I'm just the opposite. I dislike programs that take a while to start up, but don't provide me with any feedback at all. I have no idea if the damn program even launched, and if so, how long it will be before I can do something useful. I would rather see a splash screen of some sort with a progress bar or some other form of visible feedback. To each his own I guess and the solution is simple. Allow a preference setting as to whether a splash screen should be shown at launch or not. Problem solved.
Re:Adobe complaining about bloat? (Score:4, Insightful)
The problem is, once you start to use programs that require other frameworks (GTK and such), initial load times are much worse; and with Windows, the situation is even worse.
People have to agree with that no matter what.
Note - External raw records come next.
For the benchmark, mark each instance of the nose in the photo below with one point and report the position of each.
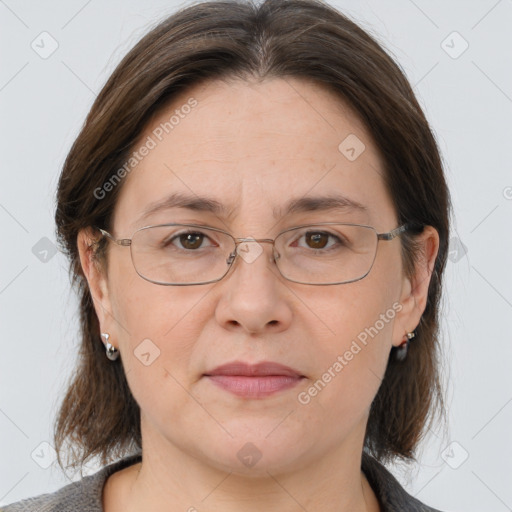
(253, 296)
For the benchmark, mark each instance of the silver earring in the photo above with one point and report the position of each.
(401, 350)
(111, 351)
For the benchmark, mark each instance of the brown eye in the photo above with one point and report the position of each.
(316, 239)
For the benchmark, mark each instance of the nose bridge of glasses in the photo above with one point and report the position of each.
(239, 241)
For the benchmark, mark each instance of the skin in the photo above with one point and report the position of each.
(252, 146)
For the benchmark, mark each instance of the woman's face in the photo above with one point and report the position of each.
(253, 148)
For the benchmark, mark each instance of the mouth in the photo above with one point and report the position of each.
(254, 381)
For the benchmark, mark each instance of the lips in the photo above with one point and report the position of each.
(254, 381)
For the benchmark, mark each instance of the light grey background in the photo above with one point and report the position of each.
(467, 97)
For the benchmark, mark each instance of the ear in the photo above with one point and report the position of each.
(96, 277)
(414, 292)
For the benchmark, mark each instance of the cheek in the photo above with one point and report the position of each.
(352, 355)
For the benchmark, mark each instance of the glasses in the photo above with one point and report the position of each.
(318, 254)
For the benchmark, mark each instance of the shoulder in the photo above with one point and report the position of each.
(390, 493)
(84, 495)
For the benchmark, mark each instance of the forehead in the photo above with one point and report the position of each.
(251, 146)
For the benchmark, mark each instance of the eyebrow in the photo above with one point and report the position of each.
(302, 204)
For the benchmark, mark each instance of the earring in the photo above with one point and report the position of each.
(401, 350)
(111, 351)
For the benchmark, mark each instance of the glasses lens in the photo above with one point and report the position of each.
(326, 254)
(181, 254)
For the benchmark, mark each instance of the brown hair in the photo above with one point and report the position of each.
(240, 39)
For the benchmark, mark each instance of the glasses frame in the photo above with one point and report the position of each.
(125, 242)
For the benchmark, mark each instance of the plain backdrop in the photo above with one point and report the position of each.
(457, 56)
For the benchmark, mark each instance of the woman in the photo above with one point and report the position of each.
(257, 218)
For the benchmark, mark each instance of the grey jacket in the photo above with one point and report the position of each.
(85, 495)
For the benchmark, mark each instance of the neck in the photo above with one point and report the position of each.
(177, 481)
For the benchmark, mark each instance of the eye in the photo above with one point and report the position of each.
(190, 240)
(319, 240)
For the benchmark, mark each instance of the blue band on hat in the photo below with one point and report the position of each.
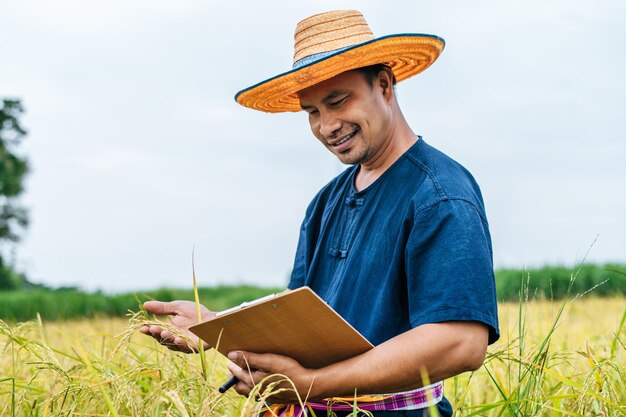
(317, 57)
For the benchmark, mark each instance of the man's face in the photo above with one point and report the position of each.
(349, 116)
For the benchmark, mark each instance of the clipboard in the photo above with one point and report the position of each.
(298, 324)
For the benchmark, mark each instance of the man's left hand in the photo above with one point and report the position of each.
(252, 368)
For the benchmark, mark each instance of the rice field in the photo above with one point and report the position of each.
(553, 359)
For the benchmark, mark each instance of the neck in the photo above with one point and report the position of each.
(401, 138)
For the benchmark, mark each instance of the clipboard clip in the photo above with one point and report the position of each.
(244, 305)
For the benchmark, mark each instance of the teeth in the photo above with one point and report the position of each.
(347, 138)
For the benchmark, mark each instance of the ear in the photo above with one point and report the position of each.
(385, 81)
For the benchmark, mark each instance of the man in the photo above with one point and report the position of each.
(398, 243)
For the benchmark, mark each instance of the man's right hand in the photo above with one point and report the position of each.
(184, 315)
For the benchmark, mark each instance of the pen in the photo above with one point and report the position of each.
(228, 384)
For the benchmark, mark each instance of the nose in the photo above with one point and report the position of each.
(329, 124)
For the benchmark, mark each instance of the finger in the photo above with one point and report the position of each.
(242, 374)
(183, 346)
(161, 308)
(263, 361)
(242, 388)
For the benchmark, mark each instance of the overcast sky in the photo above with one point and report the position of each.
(139, 152)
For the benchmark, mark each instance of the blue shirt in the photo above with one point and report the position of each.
(412, 248)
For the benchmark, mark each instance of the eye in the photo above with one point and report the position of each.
(339, 102)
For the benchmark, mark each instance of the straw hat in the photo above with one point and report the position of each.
(328, 44)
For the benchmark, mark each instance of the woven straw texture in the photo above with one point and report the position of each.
(406, 54)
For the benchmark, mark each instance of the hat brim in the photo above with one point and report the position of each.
(406, 54)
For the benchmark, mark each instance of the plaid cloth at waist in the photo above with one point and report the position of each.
(409, 400)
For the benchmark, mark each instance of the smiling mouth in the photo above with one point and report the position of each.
(345, 138)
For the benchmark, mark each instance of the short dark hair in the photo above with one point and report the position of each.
(371, 72)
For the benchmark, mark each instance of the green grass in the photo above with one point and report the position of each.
(549, 282)
(17, 306)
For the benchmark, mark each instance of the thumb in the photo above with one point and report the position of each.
(161, 308)
(253, 360)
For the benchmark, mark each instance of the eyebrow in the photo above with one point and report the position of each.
(330, 96)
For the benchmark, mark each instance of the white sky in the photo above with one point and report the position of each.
(140, 153)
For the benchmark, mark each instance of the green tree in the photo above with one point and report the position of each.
(13, 169)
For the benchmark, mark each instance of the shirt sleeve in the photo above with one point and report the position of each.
(450, 268)
(298, 273)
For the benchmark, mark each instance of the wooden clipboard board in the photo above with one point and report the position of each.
(298, 324)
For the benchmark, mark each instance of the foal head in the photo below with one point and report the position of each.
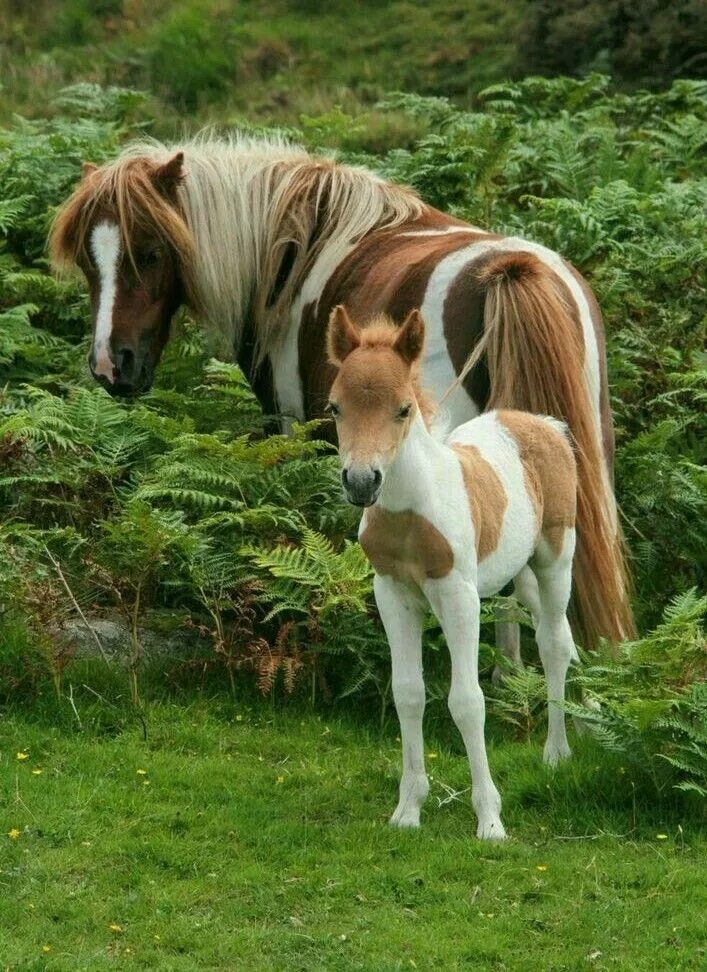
(123, 227)
(374, 398)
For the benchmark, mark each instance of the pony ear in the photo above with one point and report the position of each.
(170, 174)
(342, 336)
(411, 338)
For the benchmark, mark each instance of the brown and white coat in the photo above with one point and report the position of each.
(447, 522)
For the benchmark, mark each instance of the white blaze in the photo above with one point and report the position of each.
(105, 247)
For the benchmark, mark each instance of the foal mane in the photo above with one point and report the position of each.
(381, 333)
(250, 220)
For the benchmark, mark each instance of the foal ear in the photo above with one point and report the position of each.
(342, 336)
(411, 338)
(169, 175)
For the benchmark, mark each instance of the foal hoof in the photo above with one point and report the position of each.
(405, 821)
(491, 829)
(553, 755)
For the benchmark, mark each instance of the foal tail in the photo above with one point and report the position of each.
(535, 352)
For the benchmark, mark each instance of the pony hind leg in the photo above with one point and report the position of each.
(402, 617)
(457, 606)
(554, 638)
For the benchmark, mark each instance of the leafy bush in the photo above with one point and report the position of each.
(653, 698)
(178, 503)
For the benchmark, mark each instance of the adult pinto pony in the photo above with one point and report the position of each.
(261, 240)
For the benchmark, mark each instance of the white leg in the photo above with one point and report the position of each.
(525, 588)
(555, 641)
(455, 601)
(402, 616)
(508, 643)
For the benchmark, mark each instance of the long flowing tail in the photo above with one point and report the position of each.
(534, 352)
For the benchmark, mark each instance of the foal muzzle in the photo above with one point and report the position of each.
(362, 486)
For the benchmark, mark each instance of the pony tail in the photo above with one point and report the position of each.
(535, 357)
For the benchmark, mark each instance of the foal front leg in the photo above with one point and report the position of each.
(456, 603)
(402, 617)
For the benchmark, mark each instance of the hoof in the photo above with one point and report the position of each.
(405, 821)
(556, 754)
(491, 830)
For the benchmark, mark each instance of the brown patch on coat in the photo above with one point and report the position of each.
(386, 273)
(550, 473)
(487, 498)
(405, 546)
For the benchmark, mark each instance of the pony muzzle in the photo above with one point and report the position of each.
(121, 372)
(362, 484)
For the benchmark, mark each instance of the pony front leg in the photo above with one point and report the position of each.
(456, 603)
(555, 642)
(402, 617)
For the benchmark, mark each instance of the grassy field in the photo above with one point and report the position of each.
(238, 836)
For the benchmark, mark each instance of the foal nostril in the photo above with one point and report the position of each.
(125, 363)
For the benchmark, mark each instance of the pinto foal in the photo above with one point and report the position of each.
(447, 523)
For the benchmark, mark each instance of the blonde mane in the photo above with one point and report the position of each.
(253, 216)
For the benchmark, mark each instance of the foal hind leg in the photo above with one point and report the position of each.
(456, 604)
(554, 637)
(402, 617)
(507, 634)
(525, 588)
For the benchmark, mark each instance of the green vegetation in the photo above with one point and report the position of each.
(241, 837)
(175, 511)
(256, 838)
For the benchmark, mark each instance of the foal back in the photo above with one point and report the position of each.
(521, 483)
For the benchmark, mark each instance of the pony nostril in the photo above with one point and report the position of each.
(125, 363)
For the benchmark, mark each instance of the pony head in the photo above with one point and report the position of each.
(124, 228)
(374, 398)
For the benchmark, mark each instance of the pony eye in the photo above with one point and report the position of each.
(151, 257)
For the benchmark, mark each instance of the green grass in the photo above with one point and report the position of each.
(256, 838)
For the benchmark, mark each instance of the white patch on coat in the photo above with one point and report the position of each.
(105, 247)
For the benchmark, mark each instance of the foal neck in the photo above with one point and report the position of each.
(411, 476)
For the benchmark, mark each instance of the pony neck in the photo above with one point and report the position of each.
(409, 479)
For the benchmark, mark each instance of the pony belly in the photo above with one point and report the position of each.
(517, 543)
(506, 562)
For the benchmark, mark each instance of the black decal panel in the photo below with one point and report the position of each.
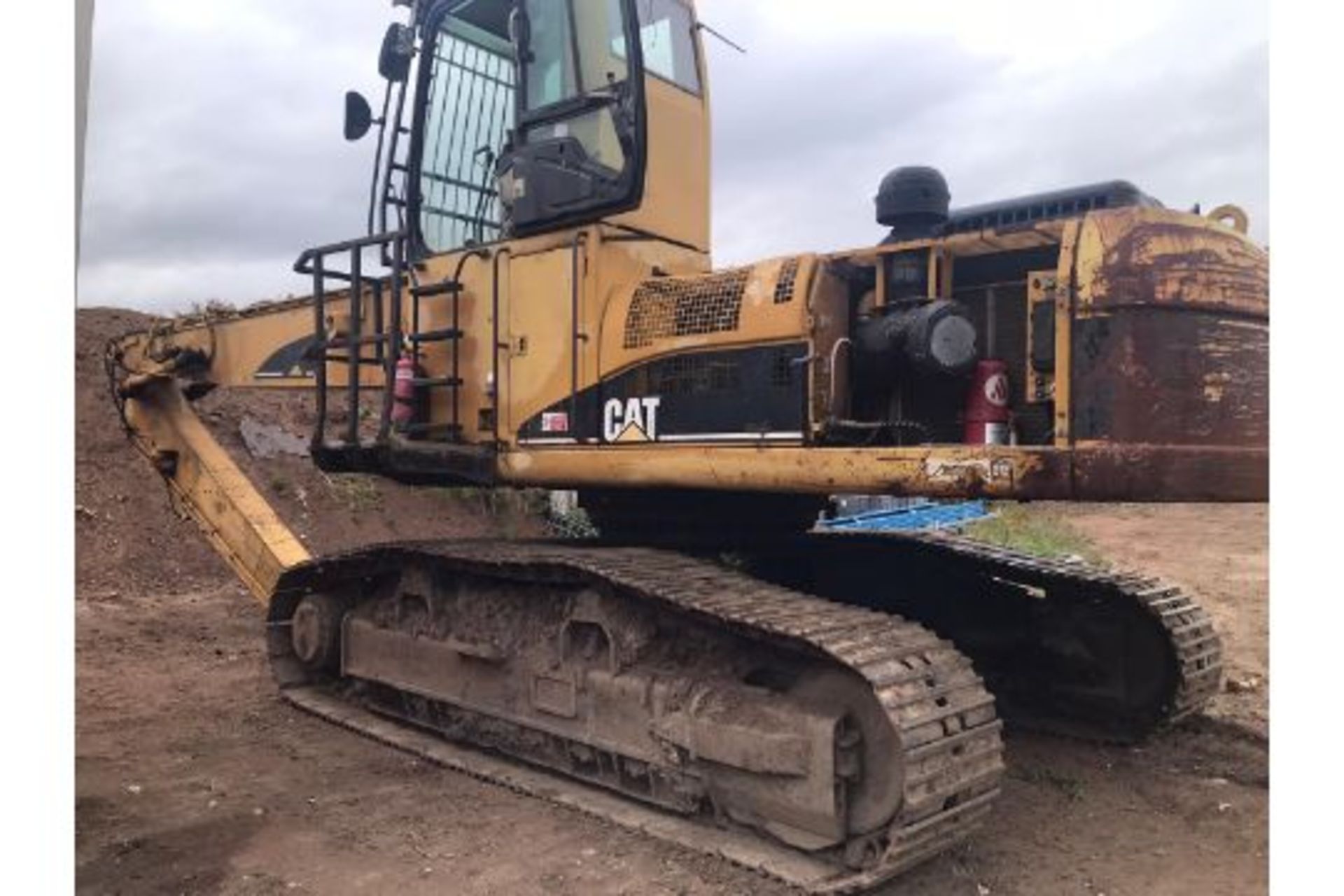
(290, 362)
(743, 396)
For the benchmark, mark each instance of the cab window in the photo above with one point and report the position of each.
(668, 42)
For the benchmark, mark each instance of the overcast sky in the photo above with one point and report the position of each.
(216, 156)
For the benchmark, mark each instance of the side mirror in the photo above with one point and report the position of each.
(359, 117)
(394, 59)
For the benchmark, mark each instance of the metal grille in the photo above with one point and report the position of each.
(672, 307)
(784, 286)
(694, 375)
(470, 106)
If an application executable is linked to a dynamic library that is not yet mapped into memory, the OS then first needs to map it. This can take time if the library depends on other libraries which are not mapped yet (often the case of GUI frameworks). In the case of GNU/Linux, most of GUI applications are linked to either libQt* or libgtk. If you (the reader) are running Gnome and you execute a application linked with KDE, you will certainly notice that it takes longer to execute. Nonetheless, the opensource nature of the GNU/Linux ecosystem makes it easy (and a standard practice) to reuse code and for that reason QT and GTK are linked with a common base of shared libraries like libX11, libz and libpng, which is a good thing.
It was long the time I last programmed in Windows so correct me if I'm wrong but I don't think that the situation is worse in Windows because it also provides a base of system libraries where most of proprietary applications are linked against (DirectSound, GDI32, etc..) . Now, *it could* be worse in the case of proprietary (non-Microsoft) applications because they tend to depend on shared libraries which are also built by the same vendor to reuse some code between their multiple products or just to abstract the underlying "low level" API. Obviously those libraries are not reused by other vendors.
Now back to topic. When I fire up an application, I expect it to load instantaneously. If it does not, then I look at the laptop's HDD LED light to check for HDD activity (the HDD is always the bottleneck here). I don't need a splash screen because I know (through the blinking HDD LED) that the application is running and I wait for it. However this is my case, which is an exception because I know about OSes and Computers. Most (regular) users run the application and if they don't see any feedback in the screen, they run it again and again until it works; completely ignoring subtle feedback tips from the mouse icon or even the laptop LED indicators. In those cases, I strongly believe a splashscreen is obligatory.